UNITED STATES DISTRICT COURT NORTHERN DISTRICT OF NEW YORK
Aug 23, 2018
1:17-CV-871 (FJS) (N.D.N.Y. Aug. 23, 2018)

Opinion

1:17-CV-871 (FJS)

08-23-2018

KATHY E., Plaintiff, v. NANCY A. BERRYHILL, Acting Commissioner of the Social Security Administration, Defendant.

APPEARANCES LAW OFFICE OF LEWIS B. INSLER 17 Newcomb Place White Plains, New York 10606 Attorneys for Plaintiff SOCIAL SECURITY ADMINISTRATION OFFICE OF REGIONAL GENERAL COUNSEL - REGION II 26 Federal Plaza - Room 3904 New York, New York 10278 Attorneys for Defendant OF COUNSEL LEWIS B. INSLER, ESQ. KATHRYN S. POLLACK, ESQ.


APPEARANCES

LAW OFFICE OF LEWIS B. INSLER
17 Newcomb Place
White Plains, New York 10606
Attorneys for Plaintiff SOCIAL SECURITY ADMINISTRATION
OFFICE OF REGIONAL GENERAL
COUNSEL - REGION II
26 Federal Plaza - Room 3904
New York, New York 10278
Attorneys for Defendant

OF COUNSEL

LEWIS B. INSLER, ESQ. KATHRYN S. POLLACK, ESQ. SCULLIN, Senior Judge

MEMORANDUM-DECISION AND ORDER

I. INTRODUCTION

Plaintiff brought this action pursuant to the Social Security Act, 42 U.S.C. §§ 405(g) and 1383(c)(3), seeking judicial review of the final decision of the Commissioner of Social Security (the "Commissioner"), denying her application for Disability Insurance Benefits ("DIB") and Supplemental Security Income ("SSI"). Pending before the Court are the parties' cross-motions for judgment on the pleadings pursuant to Rule 12(c) of the Federal Rules of Civil Procedure. See Dkt. Nos. 9, 14.

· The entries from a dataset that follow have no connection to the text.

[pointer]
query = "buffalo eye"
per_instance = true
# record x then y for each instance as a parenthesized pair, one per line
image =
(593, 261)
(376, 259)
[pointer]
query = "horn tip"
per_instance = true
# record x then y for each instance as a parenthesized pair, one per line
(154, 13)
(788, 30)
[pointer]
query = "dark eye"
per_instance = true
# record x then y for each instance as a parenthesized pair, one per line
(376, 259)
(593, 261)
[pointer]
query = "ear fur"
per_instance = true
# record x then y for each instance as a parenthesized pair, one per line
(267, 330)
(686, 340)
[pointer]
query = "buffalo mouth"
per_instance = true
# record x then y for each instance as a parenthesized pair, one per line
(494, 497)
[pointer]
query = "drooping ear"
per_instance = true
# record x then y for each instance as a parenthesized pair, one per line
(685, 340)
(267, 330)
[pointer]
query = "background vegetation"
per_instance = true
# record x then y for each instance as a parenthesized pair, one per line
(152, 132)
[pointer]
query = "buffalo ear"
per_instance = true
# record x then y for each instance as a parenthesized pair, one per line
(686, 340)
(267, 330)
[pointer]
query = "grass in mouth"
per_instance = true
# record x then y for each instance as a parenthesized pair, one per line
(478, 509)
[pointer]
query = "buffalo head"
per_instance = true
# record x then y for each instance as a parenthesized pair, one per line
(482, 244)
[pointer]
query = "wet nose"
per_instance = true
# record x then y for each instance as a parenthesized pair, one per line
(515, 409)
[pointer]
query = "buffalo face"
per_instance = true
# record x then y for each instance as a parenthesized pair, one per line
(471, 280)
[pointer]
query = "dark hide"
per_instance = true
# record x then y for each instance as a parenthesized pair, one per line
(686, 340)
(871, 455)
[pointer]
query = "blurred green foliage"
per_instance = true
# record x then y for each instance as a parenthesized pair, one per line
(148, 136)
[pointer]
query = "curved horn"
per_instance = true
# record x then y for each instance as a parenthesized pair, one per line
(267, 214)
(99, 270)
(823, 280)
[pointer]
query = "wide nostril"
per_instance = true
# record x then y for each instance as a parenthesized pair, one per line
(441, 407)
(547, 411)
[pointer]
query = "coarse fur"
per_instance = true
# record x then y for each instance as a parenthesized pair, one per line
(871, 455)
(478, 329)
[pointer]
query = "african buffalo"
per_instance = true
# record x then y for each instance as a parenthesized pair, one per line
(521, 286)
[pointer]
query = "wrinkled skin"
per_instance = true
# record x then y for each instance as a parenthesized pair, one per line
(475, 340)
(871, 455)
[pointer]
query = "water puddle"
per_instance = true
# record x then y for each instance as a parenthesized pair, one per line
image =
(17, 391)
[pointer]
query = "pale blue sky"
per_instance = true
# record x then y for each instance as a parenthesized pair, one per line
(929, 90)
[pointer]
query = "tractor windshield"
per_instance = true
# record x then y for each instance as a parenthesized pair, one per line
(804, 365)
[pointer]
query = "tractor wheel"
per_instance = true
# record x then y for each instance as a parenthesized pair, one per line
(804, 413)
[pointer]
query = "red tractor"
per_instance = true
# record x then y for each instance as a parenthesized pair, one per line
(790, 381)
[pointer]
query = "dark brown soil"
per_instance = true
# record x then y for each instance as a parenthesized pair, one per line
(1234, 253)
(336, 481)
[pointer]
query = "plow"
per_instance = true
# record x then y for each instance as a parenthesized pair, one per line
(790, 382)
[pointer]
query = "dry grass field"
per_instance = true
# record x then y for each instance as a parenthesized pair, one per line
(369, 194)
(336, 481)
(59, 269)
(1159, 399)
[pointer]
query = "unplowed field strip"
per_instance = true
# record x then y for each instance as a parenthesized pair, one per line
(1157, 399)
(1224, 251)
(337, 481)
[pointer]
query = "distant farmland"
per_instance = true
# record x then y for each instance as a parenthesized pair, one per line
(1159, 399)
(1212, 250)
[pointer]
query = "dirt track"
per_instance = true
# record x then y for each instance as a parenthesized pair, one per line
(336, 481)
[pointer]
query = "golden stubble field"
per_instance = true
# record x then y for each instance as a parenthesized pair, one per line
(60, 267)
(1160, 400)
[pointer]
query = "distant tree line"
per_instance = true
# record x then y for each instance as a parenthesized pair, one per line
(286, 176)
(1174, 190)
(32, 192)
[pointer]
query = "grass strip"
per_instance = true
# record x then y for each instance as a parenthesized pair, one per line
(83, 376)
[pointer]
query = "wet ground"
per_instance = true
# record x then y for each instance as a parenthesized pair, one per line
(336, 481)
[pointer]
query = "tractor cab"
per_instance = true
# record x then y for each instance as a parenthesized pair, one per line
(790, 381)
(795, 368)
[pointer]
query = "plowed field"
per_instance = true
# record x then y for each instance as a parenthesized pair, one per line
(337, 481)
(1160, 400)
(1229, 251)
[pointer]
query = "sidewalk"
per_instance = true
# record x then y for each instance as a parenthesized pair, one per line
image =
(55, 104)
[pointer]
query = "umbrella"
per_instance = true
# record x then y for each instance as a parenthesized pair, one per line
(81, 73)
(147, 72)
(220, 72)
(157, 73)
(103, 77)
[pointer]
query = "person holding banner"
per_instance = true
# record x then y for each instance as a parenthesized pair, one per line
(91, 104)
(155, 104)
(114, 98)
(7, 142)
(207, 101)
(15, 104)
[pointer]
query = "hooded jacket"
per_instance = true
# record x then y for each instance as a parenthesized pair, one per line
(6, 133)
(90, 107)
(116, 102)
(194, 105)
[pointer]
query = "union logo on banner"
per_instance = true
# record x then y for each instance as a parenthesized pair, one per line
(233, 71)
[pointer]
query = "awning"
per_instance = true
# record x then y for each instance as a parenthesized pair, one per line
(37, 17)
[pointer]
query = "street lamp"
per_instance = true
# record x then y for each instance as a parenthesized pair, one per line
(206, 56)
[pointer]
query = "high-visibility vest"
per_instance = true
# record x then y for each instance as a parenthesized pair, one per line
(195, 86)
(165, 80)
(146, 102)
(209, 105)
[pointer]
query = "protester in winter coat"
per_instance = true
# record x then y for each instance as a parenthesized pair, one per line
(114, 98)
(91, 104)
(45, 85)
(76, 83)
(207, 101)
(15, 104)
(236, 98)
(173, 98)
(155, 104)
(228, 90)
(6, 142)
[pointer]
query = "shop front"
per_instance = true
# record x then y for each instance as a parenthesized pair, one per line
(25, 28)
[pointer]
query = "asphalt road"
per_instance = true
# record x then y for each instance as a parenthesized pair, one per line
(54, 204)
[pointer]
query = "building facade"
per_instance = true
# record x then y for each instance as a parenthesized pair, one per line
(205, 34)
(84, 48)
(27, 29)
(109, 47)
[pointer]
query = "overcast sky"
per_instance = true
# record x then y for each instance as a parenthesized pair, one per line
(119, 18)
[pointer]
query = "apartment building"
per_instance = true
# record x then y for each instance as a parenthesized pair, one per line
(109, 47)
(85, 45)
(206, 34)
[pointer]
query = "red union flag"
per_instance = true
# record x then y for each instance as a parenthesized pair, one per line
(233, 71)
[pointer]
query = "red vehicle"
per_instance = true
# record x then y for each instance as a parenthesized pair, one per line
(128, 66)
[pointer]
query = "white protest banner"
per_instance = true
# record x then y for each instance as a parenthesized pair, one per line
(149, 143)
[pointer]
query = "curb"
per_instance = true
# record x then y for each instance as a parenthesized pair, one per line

II. PROCEDURAL HISTORY AND BACKGROUND

Plaintiff filed an application for Social Security Disability Benefits on February 18, 2014, and an application for supplemental security income on February 25, 2014. See Dkt. No. 8, Administrative Record ("AR"), at 12. The Social Security Administration denied Plaintiff's application on June 27, 2014. See id. On August 26, 2014, Plaintiff timely filed a request for a hearing before an Administrative Law Judge ("ALJ"). See id. A video hearing was held on October 28, 2015, before ALJ Sharda Singh. See id. On March 8, 2016, the ALJ issued an unfavorable decision. See id. at 12-19.

References to page numbers in the Administrative Record are to the page numbers at the bottom-right of those pages. References to page numbers in all other documents in the record are to the page numbers that the Court's Electronic Case Filing system generates. --------

In her written decision, the ALJ made the following findings "after careful consideration of the entire record":

(1) Plaintiff "meets the insured status requirements of the Social Security Act through December 31, 2017"

(2) Plaintiff "has not engaged in substantial gainful activity since June 25, 2013" (citing 20 CFR 404.1571 et seq. and 416.971 et seq.)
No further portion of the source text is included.